A View from the Trenches


Bonnie Koppell’s journey to become the first female rabbi to serve in the U.S. military


Growing up in Brooklyn, New York, near the site of the U.S. Army Chaplain Center and School, which was then located at Ft. Hamilton, I first contemplated a career as a rabbi in the late 1960s. It was at this time that women were first entering rabbinical schools at Hebrew Union College and the Reconstructionist Rabbinical College. The Vietnam War was in full force, and I developed a curiosity about what went on behind those walls, adorned with a cross as well as the symbol of the Jewish Chaplain Corps, a Magen David affixed to the tablets of the Ten Commandments.

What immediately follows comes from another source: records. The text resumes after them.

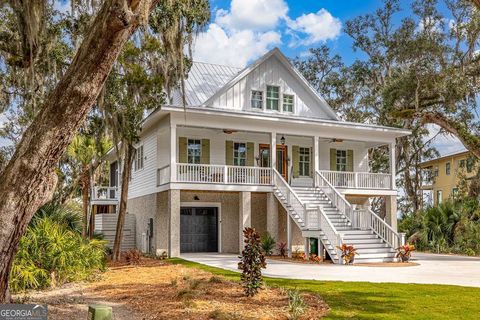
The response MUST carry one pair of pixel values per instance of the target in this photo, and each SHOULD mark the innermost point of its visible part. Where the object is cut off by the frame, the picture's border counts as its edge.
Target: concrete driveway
(432, 269)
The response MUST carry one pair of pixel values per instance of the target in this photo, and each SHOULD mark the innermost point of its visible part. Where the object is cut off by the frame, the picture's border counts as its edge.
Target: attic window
(257, 99)
(273, 97)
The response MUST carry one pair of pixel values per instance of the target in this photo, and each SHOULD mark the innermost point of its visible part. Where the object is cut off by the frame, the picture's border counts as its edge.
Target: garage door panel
(198, 230)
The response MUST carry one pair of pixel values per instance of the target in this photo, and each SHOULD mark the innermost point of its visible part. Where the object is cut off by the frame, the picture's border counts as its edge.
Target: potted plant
(405, 252)
(348, 253)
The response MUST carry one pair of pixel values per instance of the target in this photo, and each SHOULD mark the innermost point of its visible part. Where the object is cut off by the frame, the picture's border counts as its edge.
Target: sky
(241, 31)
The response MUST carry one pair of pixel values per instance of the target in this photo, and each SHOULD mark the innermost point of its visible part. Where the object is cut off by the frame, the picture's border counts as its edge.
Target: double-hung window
(138, 162)
(273, 97)
(239, 154)
(194, 151)
(288, 102)
(341, 160)
(257, 99)
(304, 162)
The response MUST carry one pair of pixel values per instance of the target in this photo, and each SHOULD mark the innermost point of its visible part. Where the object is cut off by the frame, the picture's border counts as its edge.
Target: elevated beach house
(254, 147)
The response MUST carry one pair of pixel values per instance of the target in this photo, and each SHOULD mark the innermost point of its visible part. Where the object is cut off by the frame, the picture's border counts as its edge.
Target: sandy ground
(158, 290)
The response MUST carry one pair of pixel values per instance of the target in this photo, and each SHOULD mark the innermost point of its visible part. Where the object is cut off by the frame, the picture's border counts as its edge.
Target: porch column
(289, 235)
(244, 215)
(392, 165)
(173, 152)
(391, 211)
(316, 157)
(273, 150)
(173, 208)
(272, 215)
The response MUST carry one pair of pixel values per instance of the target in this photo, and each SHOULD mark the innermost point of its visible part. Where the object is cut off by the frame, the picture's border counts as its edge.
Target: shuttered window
(257, 99)
(304, 161)
(273, 97)
(194, 151)
(138, 162)
(288, 102)
(239, 154)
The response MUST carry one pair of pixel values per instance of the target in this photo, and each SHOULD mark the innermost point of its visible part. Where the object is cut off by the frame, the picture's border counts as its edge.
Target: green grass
(365, 300)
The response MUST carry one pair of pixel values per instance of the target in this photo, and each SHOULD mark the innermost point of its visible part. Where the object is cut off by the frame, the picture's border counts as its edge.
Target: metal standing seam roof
(203, 81)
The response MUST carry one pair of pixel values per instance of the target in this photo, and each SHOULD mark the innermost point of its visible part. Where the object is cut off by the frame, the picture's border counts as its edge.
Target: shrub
(282, 249)
(268, 243)
(251, 263)
(52, 253)
(296, 304)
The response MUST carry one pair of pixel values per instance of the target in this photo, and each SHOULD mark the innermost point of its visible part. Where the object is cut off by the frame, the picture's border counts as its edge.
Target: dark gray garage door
(198, 230)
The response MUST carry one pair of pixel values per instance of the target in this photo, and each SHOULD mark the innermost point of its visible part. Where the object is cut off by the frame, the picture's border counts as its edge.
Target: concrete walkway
(432, 269)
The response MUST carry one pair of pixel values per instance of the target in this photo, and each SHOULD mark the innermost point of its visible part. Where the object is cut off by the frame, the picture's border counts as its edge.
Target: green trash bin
(313, 245)
(99, 312)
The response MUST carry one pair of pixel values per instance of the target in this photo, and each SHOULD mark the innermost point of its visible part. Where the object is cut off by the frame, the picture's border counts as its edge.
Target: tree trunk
(28, 180)
(85, 199)
(129, 151)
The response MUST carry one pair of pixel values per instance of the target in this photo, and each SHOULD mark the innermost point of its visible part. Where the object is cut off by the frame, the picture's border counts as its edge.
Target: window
(304, 161)
(341, 160)
(194, 151)
(439, 196)
(470, 163)
(288, 102)
(272, 97)
(138, 162)
(239, 154)
(257, 99)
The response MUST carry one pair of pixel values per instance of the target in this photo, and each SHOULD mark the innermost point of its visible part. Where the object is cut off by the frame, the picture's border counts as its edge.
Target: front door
(282, 158)
(198, 229)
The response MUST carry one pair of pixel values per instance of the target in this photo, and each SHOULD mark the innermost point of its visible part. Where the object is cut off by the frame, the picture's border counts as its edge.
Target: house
(257, 147)
(442, 176)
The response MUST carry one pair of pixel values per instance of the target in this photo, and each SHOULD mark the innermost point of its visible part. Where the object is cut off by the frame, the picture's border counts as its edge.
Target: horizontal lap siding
(106, 224)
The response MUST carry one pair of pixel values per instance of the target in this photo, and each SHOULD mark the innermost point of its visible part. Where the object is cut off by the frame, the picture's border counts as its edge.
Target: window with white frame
(239, 154)
(304, 162)
(257, 99)
(138, 162)
(194, 151)
(341, 160)
(273, 97)
(288, 102)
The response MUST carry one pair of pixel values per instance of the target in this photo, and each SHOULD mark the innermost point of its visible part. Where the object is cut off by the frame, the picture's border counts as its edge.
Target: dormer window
(273, 97)
(257, 99)
(288, 102)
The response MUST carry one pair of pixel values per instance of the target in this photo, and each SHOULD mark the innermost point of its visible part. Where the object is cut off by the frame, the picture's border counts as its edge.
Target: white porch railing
(358, 180)
(104, 193)
(212, 173)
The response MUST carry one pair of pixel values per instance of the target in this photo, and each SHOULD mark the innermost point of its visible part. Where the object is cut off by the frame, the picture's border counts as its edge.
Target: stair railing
(291, 197)
(384, 230)
(336, 197)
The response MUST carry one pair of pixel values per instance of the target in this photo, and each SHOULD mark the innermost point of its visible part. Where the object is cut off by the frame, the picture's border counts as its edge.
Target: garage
(199, 229)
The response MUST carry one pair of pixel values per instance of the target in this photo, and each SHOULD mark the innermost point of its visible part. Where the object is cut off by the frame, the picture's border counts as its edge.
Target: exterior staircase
(322, 212)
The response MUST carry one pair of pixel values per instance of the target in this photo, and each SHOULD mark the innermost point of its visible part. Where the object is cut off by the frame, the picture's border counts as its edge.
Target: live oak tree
(28, 180)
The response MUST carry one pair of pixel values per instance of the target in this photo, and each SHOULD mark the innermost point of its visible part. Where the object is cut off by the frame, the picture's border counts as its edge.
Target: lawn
(364, 300)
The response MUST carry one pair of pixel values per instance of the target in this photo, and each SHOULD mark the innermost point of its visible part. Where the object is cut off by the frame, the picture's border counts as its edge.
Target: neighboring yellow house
(442, 176)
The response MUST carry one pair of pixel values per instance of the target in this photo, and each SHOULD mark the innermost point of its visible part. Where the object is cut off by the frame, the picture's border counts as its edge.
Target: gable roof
(203, 81)
(288, 65)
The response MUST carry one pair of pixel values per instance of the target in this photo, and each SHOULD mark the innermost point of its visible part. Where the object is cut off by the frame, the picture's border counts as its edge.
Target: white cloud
(249, 28)
(256, 15)
(315, 27)
(236, 49)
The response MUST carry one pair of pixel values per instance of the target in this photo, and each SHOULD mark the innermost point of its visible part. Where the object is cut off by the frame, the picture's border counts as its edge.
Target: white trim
(203, 204)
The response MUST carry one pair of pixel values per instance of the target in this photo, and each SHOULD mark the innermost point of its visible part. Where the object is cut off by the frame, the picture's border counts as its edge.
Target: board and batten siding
(271, 72)
(106, 224)
(144, 181)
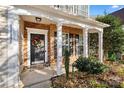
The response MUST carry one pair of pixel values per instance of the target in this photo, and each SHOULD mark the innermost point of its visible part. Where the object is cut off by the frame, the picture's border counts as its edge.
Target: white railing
(73, 9)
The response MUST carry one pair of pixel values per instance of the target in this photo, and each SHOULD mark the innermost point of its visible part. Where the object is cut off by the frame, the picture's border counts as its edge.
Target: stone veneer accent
(3, 46)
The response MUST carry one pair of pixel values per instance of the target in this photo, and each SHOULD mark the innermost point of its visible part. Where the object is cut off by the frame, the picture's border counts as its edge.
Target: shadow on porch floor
(39, 76)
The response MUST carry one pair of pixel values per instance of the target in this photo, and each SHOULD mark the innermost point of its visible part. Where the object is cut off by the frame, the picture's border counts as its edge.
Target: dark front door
(37, 48)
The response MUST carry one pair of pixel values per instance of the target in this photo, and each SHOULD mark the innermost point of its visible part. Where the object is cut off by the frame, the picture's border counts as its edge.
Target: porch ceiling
(83, 20)
(33, 19)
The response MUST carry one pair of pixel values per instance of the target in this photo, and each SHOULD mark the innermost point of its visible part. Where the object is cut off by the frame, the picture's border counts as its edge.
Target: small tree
(66, 61)
(113, 37)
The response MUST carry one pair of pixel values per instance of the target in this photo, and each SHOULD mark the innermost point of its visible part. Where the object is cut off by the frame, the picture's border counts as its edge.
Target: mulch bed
(109, 79)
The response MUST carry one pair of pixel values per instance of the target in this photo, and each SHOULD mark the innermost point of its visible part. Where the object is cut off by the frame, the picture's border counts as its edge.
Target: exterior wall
(9, 67)
(51, 38)
(81, 10)
(21, 39)
(3, 46)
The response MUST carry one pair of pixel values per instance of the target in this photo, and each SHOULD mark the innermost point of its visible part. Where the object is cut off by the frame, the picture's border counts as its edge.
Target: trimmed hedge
(90, 65)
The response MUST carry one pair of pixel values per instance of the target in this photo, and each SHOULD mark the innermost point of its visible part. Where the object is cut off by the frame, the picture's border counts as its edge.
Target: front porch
(57, 30)
(57, 38)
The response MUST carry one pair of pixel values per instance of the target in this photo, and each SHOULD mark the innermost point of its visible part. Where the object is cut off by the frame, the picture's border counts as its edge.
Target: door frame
(36, 31)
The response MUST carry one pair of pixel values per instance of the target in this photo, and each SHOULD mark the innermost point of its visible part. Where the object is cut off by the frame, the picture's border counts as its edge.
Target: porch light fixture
(38, 19)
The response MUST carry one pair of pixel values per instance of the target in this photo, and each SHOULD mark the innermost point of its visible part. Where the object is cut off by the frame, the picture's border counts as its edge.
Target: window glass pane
(65, 44)
(55, 45)
(80, 47)
(71, 43)
(76, 44)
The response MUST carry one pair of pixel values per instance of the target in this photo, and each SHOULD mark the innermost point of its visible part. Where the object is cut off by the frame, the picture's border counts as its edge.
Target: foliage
(66, 61)
(121, 61)
(111, 56)
(96, 84)
(122, 85)
(113, 35)
(109, 79)
(90, 65)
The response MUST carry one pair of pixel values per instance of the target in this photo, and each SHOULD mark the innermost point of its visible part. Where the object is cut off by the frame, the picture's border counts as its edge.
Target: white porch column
(59, 48)
(85, 42)
(101, 46)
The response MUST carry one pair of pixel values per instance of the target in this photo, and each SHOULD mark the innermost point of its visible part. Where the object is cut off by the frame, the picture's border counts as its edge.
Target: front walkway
(39, 76)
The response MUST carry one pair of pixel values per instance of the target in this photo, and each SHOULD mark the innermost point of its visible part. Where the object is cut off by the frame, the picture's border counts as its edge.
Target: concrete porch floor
(39, 76)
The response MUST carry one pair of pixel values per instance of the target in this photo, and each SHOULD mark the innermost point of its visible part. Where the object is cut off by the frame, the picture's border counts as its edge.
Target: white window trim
(37, 31)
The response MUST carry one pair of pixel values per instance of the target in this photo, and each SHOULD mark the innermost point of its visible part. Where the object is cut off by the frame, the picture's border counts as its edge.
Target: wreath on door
(37, 42)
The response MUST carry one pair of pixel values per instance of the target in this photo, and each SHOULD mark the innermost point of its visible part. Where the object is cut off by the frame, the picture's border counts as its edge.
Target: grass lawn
(113, 78)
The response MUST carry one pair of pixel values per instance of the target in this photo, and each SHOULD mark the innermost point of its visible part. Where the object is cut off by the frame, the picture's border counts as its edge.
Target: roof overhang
(81, 19)
(64, 15)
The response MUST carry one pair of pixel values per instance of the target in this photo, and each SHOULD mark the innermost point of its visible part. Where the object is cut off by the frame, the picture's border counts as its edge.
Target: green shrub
(95, 84)
(111, 56)
(121, 61)
(122, 85)
(91, 66)
(66, 61)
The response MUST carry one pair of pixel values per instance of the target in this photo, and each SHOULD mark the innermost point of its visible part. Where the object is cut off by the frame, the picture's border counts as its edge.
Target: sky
(100, 9)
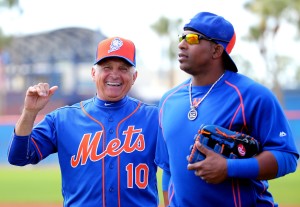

With a universal draft in place, the military faced a chronic shortage of chaplains. A chaplain candidate program was initiated, with the goal of recruiting seminary students to try the uniform on for size while still in school, in hopes of attracting them to active duty. In 1976, having graduated from Brandeis University, I entered rabbinical school at the Reconstructionist Rabbinical College in Philadelphia. A recruiting poster on the bulletin board at RRC caught my eye, and the rest, as they say, is history. In order to serve as a military chaplain in any branch of the service, ecclesiastical endorsement is required. The U.S. government does not want to make the determination as to who is or is not a legitimate representative of any particular religious group. Therefore, each denomination establishes an endorsing agency that is charged with interviewing, endorsing, and overseeing military chaplains. The Jewish Welfare Board (JWB) was, at the time, unique in the fact that Reform, Conservative, and Orthodox representatives sat together to decide on each candidate’s qualifications.

The first challenge

One needed sponsorship, though, from a particular group, and there was no Reconstructionist presence to support my application. The Conservative movement stepped forward to plead my cause. To this day, I am uncertain as to why the Orthodox did not veto my request, as their approval of my candidacy represented an implicit acknowledgment of the notion of female rabbis. At my interview, I was questioned closely as to whether or not I really intended to serve. It was suggested that this was merely a feminist campaign for inclusion, but that I was not at all serious about following through. Having served almost 20 years in the Army Reserve, where I currently hold the rank of major, I believe I have adequately demonstrated my commitment.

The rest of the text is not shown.